Отчаяние с горьким самодовольством возносится над наивной верой, видя ее слепоту. Оно считает себя трезвее, истиннее. Но достоверность отчаяния — достоверность отсутствия, свет отчаяния — тьма. Знаки жизни и спасения, протянутые легкой радугой, хранящей от потопа, кажутся ему слишком тонкими и невесомыми.
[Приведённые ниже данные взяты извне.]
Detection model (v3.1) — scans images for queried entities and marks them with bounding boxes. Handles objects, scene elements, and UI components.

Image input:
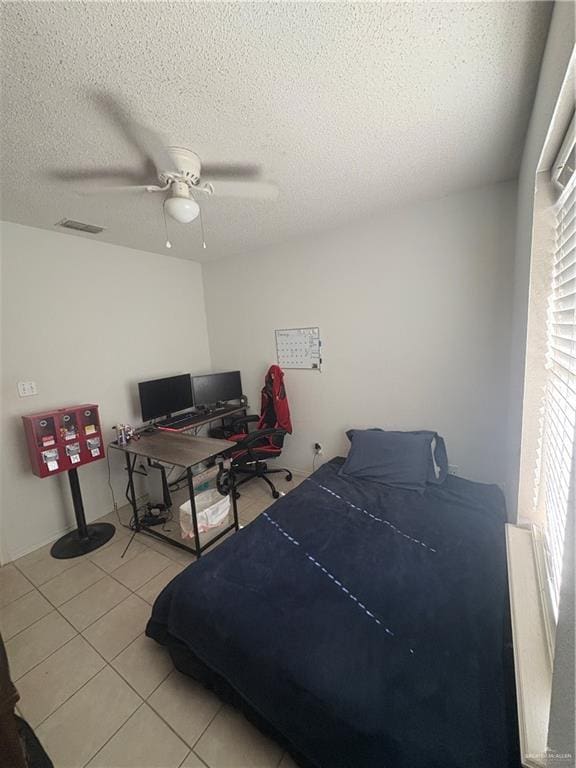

Мир не может быть без отчаяния. Мир в важном смысле и есть отчаяние, и отчаяние не может выйти из мира. Но в конце концов отчаяние обращается на мир в целом, т. е. в сущности само на себя, и становится отчаянностью. Мир обнажает свою неспособность выйти за свои пределы. Замок, который запирает сам себя, и ограниченность, которая сама себя ограничивает, накопляют взрывную силу. Мир раскалывается, потому что внутри его бунт. Революция, переворот, которым заряжен мир, есть форма, хотя пока и пустая, всякого обращения. Эта форма необходима. В самом деле, непонятно, как не отчаявшись в мире можно выйти из него; и с другой стороны, как можно иначе, не отчаянно, из него рваться. Только в отчаянии можно собрать последнюю силу. Отчаянность диаметрально противоположна вере, но именно поэтому в отличие от мирского полувидения и полуслепоты она нисколько не мешает ей и не искажает ее. Она единственное, что не гонит и не разжижает веру. Достоверность мрака странным образом нейтральна к стихии веры; а лишение зримых удостоверений веру нисколько не сбивает. Абсолют революционности пуст сам по себе, но благодаря ему расседается почва мира и возникает просвет, в котором может закрепиться вера, твердь спасенного бытия.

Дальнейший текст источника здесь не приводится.